P.S.: note that I am currently using run.jags to run JAGS from R.
There is no facility for that provided within runjags, but it would be fairly simple to write yourself like so:
success <- FALSE
while(!success){
s <- try(results <- run.jags(...))
success <- class(s)!='try-error'
}
results
[Note that if this model NEVER works, the loop will never stop!]
A better idea might be to specify an initial values function/list that provides initial values that are guaranteed to work (if possible).
In runjags version 2, it will be possible to recover successful simulations when some simulations have crashed, so if you ran (say) 5 chains in parallel then if 1 or 2 crashed you would still have 3 or 4. That should be released within the next couple of weeks, and contains a large number of other improvements.

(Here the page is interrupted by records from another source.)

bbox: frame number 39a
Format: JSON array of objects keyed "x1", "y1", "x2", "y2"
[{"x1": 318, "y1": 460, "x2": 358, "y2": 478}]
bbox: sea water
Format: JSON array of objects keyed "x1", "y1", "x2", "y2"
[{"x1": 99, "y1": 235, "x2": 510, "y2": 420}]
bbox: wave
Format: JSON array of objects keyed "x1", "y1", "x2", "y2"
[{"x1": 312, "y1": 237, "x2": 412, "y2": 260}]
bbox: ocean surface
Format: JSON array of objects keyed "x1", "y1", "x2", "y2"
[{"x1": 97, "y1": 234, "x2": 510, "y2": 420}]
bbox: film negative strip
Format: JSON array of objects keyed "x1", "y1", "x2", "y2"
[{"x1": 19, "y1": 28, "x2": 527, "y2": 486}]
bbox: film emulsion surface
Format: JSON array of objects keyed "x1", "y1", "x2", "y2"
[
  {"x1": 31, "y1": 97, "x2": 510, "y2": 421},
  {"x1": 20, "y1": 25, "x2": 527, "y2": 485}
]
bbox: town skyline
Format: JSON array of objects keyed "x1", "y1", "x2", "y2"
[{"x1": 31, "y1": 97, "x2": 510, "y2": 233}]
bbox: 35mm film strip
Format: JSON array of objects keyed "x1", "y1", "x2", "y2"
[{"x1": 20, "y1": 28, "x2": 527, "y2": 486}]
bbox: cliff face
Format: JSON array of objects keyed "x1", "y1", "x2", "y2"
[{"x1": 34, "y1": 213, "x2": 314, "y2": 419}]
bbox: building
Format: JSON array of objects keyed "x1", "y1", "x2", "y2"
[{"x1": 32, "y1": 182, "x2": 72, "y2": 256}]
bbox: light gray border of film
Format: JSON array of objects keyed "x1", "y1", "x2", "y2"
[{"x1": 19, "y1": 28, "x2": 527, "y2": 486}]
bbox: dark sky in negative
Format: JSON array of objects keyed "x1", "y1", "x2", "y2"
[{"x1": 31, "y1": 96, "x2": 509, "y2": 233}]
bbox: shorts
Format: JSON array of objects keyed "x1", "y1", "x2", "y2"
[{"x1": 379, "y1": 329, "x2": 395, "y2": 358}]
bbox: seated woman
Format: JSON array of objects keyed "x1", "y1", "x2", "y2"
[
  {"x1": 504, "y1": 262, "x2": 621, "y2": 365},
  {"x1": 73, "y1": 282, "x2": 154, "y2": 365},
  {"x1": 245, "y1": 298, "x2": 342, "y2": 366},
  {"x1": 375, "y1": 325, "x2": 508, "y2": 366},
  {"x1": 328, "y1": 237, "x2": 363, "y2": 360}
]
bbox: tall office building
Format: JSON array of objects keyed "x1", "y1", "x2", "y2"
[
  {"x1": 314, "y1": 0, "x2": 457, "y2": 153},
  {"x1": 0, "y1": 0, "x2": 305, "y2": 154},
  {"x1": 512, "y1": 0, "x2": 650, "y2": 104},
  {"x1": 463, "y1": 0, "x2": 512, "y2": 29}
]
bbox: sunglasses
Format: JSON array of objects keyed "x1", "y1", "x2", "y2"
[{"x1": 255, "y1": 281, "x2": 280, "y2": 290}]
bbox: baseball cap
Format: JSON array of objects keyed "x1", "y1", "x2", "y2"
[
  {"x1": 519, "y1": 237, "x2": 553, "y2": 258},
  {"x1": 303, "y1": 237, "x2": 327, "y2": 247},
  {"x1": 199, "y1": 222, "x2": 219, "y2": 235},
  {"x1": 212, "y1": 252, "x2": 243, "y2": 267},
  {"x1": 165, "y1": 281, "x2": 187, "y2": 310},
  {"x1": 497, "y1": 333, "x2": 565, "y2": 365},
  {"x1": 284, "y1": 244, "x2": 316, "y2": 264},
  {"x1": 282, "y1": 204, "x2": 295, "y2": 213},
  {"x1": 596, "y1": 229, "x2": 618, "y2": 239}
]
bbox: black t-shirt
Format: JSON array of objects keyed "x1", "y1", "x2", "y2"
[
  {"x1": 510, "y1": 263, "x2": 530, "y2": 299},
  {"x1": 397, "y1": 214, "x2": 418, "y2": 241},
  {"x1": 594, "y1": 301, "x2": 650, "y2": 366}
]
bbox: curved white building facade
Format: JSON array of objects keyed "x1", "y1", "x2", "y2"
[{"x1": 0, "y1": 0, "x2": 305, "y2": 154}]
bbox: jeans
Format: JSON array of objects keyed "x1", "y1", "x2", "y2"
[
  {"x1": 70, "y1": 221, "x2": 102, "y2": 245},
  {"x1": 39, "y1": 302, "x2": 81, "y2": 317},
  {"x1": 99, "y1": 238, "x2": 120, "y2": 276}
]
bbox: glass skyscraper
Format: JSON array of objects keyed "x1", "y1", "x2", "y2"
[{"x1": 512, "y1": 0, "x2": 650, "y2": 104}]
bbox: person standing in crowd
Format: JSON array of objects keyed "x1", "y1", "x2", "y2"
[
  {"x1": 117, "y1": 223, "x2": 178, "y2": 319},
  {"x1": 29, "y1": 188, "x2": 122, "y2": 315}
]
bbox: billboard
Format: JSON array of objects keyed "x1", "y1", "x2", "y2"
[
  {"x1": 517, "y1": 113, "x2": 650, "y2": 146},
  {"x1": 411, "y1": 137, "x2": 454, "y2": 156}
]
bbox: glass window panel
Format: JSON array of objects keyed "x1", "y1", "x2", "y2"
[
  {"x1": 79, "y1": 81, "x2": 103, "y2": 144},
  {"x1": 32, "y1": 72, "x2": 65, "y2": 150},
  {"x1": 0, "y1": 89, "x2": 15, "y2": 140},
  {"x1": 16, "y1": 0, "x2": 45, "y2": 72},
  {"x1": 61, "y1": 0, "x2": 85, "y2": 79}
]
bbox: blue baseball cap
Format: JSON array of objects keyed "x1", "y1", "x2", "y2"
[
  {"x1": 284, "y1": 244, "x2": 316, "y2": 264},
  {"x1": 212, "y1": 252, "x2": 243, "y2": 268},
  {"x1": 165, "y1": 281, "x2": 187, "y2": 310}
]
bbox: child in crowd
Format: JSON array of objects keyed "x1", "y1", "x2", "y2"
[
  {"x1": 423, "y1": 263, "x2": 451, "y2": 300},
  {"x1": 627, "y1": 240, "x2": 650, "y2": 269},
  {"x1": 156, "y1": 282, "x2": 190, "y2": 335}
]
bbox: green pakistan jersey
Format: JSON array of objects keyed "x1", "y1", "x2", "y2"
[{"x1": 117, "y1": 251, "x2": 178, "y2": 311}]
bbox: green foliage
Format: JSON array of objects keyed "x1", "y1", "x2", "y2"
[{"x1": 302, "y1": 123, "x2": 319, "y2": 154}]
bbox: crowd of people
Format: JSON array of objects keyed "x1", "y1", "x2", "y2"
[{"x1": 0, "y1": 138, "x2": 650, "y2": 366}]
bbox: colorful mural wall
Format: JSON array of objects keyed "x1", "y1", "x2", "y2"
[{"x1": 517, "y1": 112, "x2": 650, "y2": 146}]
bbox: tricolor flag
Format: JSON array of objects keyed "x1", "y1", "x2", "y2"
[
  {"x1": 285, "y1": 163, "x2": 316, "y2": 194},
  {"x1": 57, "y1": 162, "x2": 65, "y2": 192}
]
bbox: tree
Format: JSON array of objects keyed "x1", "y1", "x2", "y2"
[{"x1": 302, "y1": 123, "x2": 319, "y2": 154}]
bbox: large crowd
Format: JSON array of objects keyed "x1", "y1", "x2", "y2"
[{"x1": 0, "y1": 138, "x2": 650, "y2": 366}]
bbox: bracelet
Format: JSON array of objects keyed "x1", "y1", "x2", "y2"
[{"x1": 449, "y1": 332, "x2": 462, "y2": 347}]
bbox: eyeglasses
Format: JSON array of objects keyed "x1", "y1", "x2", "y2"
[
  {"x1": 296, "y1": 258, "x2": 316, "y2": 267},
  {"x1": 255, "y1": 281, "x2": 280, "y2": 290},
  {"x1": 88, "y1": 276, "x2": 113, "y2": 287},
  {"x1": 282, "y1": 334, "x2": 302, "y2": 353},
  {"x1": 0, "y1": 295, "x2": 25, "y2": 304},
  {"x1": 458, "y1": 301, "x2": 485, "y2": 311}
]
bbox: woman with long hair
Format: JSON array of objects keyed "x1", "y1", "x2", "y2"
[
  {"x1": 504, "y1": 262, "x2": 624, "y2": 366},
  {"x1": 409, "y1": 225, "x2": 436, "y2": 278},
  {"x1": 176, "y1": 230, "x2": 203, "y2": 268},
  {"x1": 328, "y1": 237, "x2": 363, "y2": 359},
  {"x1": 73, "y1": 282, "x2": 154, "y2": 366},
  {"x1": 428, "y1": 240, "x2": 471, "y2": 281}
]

Usually when this error occurs it is an indication of a serious underlying problem. I don't think a strategy of "try again" is useful in general (and especially because default initial values are deterministic).
The default initial values generated by JAGS are given by a "typical" value from the prior distribution (e.g. mean, median, or mode). If it turns out that this is inconsistent with the data then there are typically two possible causes:
A posteriori constraints that need to be taken into account, such as
when modelling censored survival data with the dinterval
distribution
Prior-data conflict, e.g. the prior mean is so far
away from the value supported by the data that it has zero
likelihood.
These problems remain the same when you are supplying your own initial values.
If you think you can generate good initial values most of the time, with occasional failures, then it might be worth repeated attempts inside a call to try() but I think this is an unusual case.